Beyond the Blackberry: Offline is bad
Why is this? I vividly remember a time where 95% of my day was spent “offline”. Only when I would need to get “on the internet” would I use a little box that made screechy noises to temporarily connect my wonky PC to the world wide web. These days a computer without an internet connection is about as useful as can of window defroster in the Sahara.
It all changed when we got the first smartphones with a permanent connection. Those “Blackberry’s” in the hands of avidly tapping CEO’s would give them the infinite power to be connected all the time, everywhere. It was cool! That meant you could spam them 24/7 with useless questions like “When do I get a raise” knowing that would help to get a rise of of them (Hah).
But somewhere along the line this all changed and we needed to be connected all the time, first so we could be pinged and dinged 24/7, then because we had a massive case of FOMO (fear of missing out) and next because all of our data and our applications were in the could. No pipe? No Party.
The cloud is a blessing in disguise. Sure: our data was safe from failing hard drives and homework devouring K9’s, but we need a permanent pipe to get to them. That’s ok, bandwidth is cheap and connections are ubiquitous, but not omnipresent.
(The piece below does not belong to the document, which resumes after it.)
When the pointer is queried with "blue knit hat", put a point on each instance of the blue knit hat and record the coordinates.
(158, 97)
Commuting by Train from Brussels does mean that at times the 4g connectivity on my phone is spotty and at some points cuts out altogether. Very annoying when you are in the middle of a cloud based session and not reliable at all. But instead of fearing those moments I’ve begun to embrace them.
I’ve found out “Offline” is great time to blog, to tinker with video’s. To edit down Audio file or to meticulously murder and decimate any mails that are hanging around in my inbox.
The luxury of begin without a connection
There is an incredible luxury about being offline because all the distractions you might encounter go away. No more pings, dings and doodah’s from Facebook or Whatsapp. No more side-quests to hunt down a life-sized My little pony on amazon. No silly youtube cat video’s that eat hours of your time. No more emails that drop into your inbox right when you are in the middle writing up a killer reply to the previous mails. Just … you, your keyboard and your computer. The virtual doors to your man (or woman) cave a closed, the doorbell is unplugged and you get to soak in the digital bubblebath of your own creativity (or focus) without being disturbed.
I’ve found out “Offline” is great time to blog, to tinker with video’s. To edit down Audio file or to meticulously murder and decimate any mails that are hanging around in my inbox. The sweet 90 minutes of Downtime I get as I zoom through the Belgian spotty cellphone-covered countryside are actually the most productive ones of my day.
Make the tech work
Sure I have to make sure the tech works. That means most of my services and clients need to able to ‘handle’ offline. Syncing to your local drive is a great option. Apps like Onedrive, Onenote, Outlook, Dropbox all have the ability to ‘work offline’ and push/pull incremental changes once the packets from the inter-webs return. Not every app or service support that. But think about it. If you NEED constant connectivity to do that one key thing you need to do, you are very vulnerable should the handy workmen decide to accidentally rip up your internet connection while doing some digging.
Are you a constantly connected cloud-crackwhore that cannot live without a public IP or a 4bar wireless signal ?
Enjoy the silence
So here is my question: How much CAN you still DO offline? Are you a constantly connected cloud-crackwhore that cannot live without a public IP or a 4bar wireless signal ? Are your workflows so tied into the cloud that without them the only think you are good at is grunting like a gorilla as you wave your useless smartphone around ? I’m dying to know. You can tell me all about it, when I get back online.